To summarise, I’d say that LinkedPipes is the fastest tool in terms of the execution time, if it’d not fail to process the largest JSON file and wouldn’t have quite worse results with JSON in general.
Which one of them is the best?
Ahh, when I just started working on this review, I naively though that I’ll definitely find the best tool for my tasks…But unfortunately I’ve not found such tool :(. Each of them has it’s own limitations and features which I don’t really like. Anyway let me summarise my thoughts about each of the tools.
As you may guess I’m skipping Tarql and SETLr here, because their only support column-based formats and can’t be adapted to work with other formats. But if I’d work only with CSV, then I’d use Tarql, because of it’s performance and usage of SPARQL as a mapping language.
Karma is quite similar to OpenRefine in terms of UI and usage patterns. It has performance problems, but looks like it support the MapReduce approach, so they may be mitigated. The main limitations for me is that it couldn’t easily integrate with a VCS and the mappings can’t be written without the UI.
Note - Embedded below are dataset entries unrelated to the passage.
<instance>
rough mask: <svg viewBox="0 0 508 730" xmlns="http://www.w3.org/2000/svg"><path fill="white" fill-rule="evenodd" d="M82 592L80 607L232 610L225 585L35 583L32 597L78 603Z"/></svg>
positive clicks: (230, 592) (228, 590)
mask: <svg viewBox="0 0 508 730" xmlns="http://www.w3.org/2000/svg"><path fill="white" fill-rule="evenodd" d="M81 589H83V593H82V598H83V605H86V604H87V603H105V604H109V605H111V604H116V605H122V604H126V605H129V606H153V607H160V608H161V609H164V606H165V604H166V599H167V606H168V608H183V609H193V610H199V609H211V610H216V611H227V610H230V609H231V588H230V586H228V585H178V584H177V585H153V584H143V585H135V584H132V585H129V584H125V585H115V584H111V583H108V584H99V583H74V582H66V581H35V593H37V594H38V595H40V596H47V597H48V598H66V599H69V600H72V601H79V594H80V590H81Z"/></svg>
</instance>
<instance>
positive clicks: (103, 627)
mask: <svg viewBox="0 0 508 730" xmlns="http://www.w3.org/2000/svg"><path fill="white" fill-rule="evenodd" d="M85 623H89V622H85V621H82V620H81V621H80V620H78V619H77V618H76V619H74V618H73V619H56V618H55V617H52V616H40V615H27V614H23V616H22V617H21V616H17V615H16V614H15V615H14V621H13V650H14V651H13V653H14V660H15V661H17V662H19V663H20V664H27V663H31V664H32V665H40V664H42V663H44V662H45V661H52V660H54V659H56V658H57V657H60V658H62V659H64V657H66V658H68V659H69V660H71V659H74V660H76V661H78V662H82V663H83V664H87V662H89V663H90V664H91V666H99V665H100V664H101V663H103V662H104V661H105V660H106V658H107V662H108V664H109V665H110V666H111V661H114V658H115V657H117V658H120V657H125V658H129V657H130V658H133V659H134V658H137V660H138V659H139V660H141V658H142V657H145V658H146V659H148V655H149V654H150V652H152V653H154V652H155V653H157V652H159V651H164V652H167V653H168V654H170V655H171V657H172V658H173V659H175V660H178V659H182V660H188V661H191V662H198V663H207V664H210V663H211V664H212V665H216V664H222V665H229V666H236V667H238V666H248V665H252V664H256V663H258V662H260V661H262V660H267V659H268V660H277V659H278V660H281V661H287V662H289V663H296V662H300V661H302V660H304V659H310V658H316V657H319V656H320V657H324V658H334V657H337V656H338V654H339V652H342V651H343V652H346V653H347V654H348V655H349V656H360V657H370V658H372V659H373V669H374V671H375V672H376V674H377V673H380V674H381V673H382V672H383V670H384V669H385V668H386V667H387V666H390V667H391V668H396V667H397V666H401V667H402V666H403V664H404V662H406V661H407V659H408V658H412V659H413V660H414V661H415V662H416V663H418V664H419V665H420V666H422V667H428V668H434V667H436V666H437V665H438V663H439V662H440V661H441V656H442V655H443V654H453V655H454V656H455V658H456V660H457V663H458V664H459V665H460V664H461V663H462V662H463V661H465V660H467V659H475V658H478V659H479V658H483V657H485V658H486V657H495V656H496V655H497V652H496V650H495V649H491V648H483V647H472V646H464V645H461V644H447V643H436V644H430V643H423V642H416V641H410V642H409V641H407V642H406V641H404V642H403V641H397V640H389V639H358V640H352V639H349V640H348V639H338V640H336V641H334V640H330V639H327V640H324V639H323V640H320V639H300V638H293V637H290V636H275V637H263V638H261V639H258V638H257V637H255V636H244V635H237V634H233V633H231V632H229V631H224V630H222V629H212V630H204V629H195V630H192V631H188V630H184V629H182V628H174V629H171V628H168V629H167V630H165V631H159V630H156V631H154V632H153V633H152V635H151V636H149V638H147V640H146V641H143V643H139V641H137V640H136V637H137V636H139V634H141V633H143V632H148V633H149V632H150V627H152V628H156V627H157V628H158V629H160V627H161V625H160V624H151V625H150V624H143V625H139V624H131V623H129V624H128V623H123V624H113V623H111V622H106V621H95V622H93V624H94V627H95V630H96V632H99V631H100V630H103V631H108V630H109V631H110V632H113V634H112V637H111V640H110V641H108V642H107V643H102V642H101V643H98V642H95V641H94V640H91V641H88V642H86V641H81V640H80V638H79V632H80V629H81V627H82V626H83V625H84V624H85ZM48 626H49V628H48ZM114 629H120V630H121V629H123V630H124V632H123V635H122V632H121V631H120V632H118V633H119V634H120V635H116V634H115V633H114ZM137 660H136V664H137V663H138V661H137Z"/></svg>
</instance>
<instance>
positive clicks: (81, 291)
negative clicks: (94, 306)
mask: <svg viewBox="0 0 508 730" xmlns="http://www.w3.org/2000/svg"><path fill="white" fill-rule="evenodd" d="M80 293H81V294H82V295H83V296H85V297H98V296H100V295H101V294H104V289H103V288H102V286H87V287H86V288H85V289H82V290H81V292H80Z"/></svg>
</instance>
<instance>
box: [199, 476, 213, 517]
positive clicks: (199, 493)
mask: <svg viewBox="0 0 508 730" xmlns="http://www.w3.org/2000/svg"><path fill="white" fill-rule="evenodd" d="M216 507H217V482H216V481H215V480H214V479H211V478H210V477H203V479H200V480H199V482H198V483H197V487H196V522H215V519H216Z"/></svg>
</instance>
RML-Mapper has bad performance results, so it’s not suitable for real-world datasets, although it’s the only tool which successfully complete processing of all the files.
LinkedPipes and SPARQL-Generate aren’t comparable with each other, because the first one is an ETL tool, but the last one can only transforms data, but can’t extract or load it in/from sources.
Although I’ve said above that I couldn’t identify a clear winner, but as a result of this review, I found that I’d like to try SPARQL-Generate as my next non-RDF-to-RDF converter. There are several reasons for that:
- its mapping language is based on SPARQL, so it’s easy to get started;
- the mappings can be edited in a text editor;
- it has an extandable architecture, so I can implement, e.g. the streaming support and etc., myself;
- it can be embedded in a more complex pipelines, such as built on top of Apache Beam and others.